The Boomer Blockade: How One Generation Reshaped Work and Left Everyone Behind - joker3
https://think-boundless.com/the-boomer-blockade/
======
mc32
This will be true of economies that go through quick growth. It’s already hit
Japan and led to the “lost decades”, it will hit China in 20 years or so...

But the issue is more complex. Today there is global competition and your jobs
(never mind promotions) get shipped off.

So they don’t even have a chance at a working stiff’s job at all. That’s where
desperation comes from.

------
topkai22
Great article. I'm very suspicious of attempts to "blame it on the boomers",
but this has some very good analysis that should be built upon.

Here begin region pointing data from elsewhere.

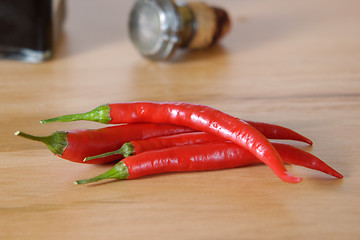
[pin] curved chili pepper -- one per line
(272, 131)
(75, 145)
(198, 117)
(138, 146)
(203, 157)
(289, 153)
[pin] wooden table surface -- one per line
(293, 63)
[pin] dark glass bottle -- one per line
(29, 29)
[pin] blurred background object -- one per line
(29, 29)
(159, 27)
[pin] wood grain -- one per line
(291, 63)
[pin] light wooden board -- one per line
(296, 64)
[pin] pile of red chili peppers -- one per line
(157, 137)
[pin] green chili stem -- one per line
(56, 142)
(119, 171)
(100, 114)
(126, 150)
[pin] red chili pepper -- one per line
(202, 157)
(138, 146)
(198, 117)
(272, 131)
(77, 144)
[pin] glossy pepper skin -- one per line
(198, 117)
(203, 157)
(75, 145)
(138, 146)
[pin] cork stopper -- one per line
(211, 24)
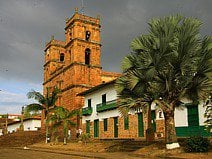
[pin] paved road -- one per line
(18, 153)
(6, 153)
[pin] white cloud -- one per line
(12, 102)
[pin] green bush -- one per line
(85, 138)
(197, 144)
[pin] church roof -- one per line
(95, 88)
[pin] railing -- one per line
(87, 111)
(106, 106)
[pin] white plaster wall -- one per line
(180, 116)
(96, 98)
(201, 110)
(31, 124)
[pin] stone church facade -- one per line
(74, 65)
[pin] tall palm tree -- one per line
(62, 117)
(45, 103)
(134, 92)
(175, 63)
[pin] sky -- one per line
(26, 25)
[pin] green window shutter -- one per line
(105, 124)
(88, 126)
(140, 125)
(126, 123)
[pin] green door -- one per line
(115, 126)
(88, 126)
(140, 125)
(96, 128)
(193, 120)
(153, 120)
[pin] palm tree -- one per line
(134, 93)
(45, 103)
(175, 63)
(62, 117)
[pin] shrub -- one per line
(197, 144)
(85, 138)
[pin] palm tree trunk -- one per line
(170, 132)
(47, 135)
(150, 135)
(65, 141)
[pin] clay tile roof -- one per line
(96, 88)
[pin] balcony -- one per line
(87, 111)
(107, 106)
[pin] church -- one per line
(74, 65)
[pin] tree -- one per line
(176, 63)
(208, 114)
(45, 103)
(134, 92)
(62, 117)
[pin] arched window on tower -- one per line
(87, 56)
(87, 35)
(62, 57)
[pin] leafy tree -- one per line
(208, 114)
(175, 62)
(135, 95)
(62, 117)
(45, 103)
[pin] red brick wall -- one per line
(132, 132)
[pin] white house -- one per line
(30, 124)
(102, 119)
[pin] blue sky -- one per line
(26, 25)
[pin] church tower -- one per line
(74, 65)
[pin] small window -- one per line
(105, 124)
(87, 56)
(104, 99)
(62, 57)
(126, 123)
(89, 103)
(70, 35)
(88, 126)
(87, 35)
(160, 114)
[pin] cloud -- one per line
(13, 102)
(26, 25)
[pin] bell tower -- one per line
(74, 65)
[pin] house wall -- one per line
(29, 125)
(181, 119)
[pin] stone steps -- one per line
(19, 139)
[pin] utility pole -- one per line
(6, 123)
(22, 119)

There are some confounding factors - the baby boom's sheer relative to the
preceding and succeeding generations means that at least some of the noted
effects would occur even if the "age you got promoted" probability
distribution remained the same.

The specific complaints about the consulting and legal industries expansion of
the career path have the issue that the size of those firms have grown
massively over the time period indicated- McKinsey had 88 staff in 1951, 7700
in the early 2000s and 27000+ by 2018. That’s simply not the same
company/industry and not really due to demographic trends.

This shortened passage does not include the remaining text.